Perhaps the most important thing to remember about 911 is when to use it. It is not meant to be used to contact the Police Department about routine matters. 911 is solely used to report emergencies.
What is an Emergency?
An emergency is when IMMEDIATE Police, Fire, or Medical assistance is necessary to protect life or property.
Call 911: (FOR EMERGENCIES ONLY)
- To report a fire
- To save a life and for all medical emergencies
- To stop a crime in progress or report one that has just occurred
Call (402)375-2626: (DO NOT CALL 911)
- When a crime has already occurred and the offenders are no longer on scene
- For nuisance calls (e.g. barking dogs, landscape and construction noise)

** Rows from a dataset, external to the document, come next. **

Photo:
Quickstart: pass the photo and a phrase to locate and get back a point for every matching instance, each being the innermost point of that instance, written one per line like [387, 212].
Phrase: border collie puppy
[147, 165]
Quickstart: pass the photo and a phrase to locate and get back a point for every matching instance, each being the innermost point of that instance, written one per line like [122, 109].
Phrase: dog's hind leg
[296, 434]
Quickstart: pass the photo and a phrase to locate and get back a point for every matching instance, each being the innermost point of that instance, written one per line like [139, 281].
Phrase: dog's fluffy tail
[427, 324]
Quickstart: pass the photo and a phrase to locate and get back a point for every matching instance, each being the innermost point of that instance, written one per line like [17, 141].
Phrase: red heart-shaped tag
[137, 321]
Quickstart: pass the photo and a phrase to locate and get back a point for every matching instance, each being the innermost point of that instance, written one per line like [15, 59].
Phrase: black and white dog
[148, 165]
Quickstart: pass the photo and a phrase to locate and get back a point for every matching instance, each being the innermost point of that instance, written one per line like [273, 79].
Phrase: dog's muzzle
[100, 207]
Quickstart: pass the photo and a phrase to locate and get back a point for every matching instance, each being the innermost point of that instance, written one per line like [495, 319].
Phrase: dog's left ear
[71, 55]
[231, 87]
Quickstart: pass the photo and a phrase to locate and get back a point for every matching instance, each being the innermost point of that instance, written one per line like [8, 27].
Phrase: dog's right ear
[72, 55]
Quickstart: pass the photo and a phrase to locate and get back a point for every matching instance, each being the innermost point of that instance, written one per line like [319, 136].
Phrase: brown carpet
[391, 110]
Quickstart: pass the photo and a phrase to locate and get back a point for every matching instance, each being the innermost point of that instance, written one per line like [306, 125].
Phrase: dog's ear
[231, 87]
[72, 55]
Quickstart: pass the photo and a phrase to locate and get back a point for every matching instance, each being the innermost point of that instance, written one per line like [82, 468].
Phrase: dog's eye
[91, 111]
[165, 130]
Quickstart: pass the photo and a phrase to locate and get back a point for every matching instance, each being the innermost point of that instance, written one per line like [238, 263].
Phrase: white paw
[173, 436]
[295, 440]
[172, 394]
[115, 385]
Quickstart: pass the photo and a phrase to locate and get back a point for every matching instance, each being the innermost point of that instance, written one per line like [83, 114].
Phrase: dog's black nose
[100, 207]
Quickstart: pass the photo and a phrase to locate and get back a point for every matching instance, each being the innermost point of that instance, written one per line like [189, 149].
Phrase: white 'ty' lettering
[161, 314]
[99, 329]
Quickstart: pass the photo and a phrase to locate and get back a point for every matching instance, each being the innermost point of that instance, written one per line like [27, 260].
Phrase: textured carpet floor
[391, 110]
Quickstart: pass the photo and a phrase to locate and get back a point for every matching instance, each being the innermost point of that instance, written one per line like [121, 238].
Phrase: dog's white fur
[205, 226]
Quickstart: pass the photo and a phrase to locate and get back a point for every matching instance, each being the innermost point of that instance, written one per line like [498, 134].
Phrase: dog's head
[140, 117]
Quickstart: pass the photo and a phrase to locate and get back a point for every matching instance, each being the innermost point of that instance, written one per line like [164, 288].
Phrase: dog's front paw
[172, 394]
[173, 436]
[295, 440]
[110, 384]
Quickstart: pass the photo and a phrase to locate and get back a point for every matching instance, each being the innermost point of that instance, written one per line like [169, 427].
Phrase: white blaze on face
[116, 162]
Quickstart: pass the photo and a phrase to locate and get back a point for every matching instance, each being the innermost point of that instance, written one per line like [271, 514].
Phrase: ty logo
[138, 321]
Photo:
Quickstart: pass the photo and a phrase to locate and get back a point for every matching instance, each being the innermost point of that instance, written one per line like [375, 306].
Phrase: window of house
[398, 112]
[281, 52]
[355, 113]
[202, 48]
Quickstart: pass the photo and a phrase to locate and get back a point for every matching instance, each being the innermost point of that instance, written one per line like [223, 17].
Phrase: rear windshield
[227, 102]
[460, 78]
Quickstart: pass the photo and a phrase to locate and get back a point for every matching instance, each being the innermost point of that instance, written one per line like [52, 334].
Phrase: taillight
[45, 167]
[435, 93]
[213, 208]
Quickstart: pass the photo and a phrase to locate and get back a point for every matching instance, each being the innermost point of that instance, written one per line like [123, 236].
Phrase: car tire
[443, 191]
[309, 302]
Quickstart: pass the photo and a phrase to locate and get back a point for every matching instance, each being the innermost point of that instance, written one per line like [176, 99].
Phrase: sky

- To obtain information from the Police Department
- To speak with an officer
- For non-emergency situations
Reporting an Emergency (9-1-1)
To obtain the best possible police response, you should be prepared to efficiently report all crime and suspicious activity to the police. Some situations warrant using the 9-1-1 emergency number while others should be phoned in to the 24-hour non-emergency line. The following guidelines are offered to assist you in determining which number to use:
A police emergency may be any crime in progress that you are aware of or are observing. A crime that has just been committed against you or one that you just witnessed. For example, you have just had your purse snatched and/or vehicle description may help the police make an apprehension. The 9-1-1 number can be dialed from any telephone and will go directly to the Wayne Police Department's Communication Center. You can also dial 9-1-1 from any coin operated telephone without depositing any money. In order for the police to respond to an emergency, let the dispatcher take control of the conversation. He or she will ask you a series of questions to learn exactly what is taking place. Depending on the type of call, the dispatcher will ask:
- What happened?
- Where it happened?
- Your name, phone number, and location
- Suspect(s) description
- Weapon, if any
- Vehicle, if any, and its direction of travel
- Identifiable features of house or building
- Pet(s) on premises, if any
- Injuries, if any
Speak as calmly as you can. In an emergency seconds count. The faster the dispatcher can get the information from you and to an officer the faster your emergency can be dealt with. Remember, even though you are in a hurry each question that you're asked is designed to add a piece to the "picture" so that arriving officers, firemen, or EMS personnel can take precautions for what may be a dangerous situation. The more complete the picture, the quicker and safer the outcome will be for all concerned.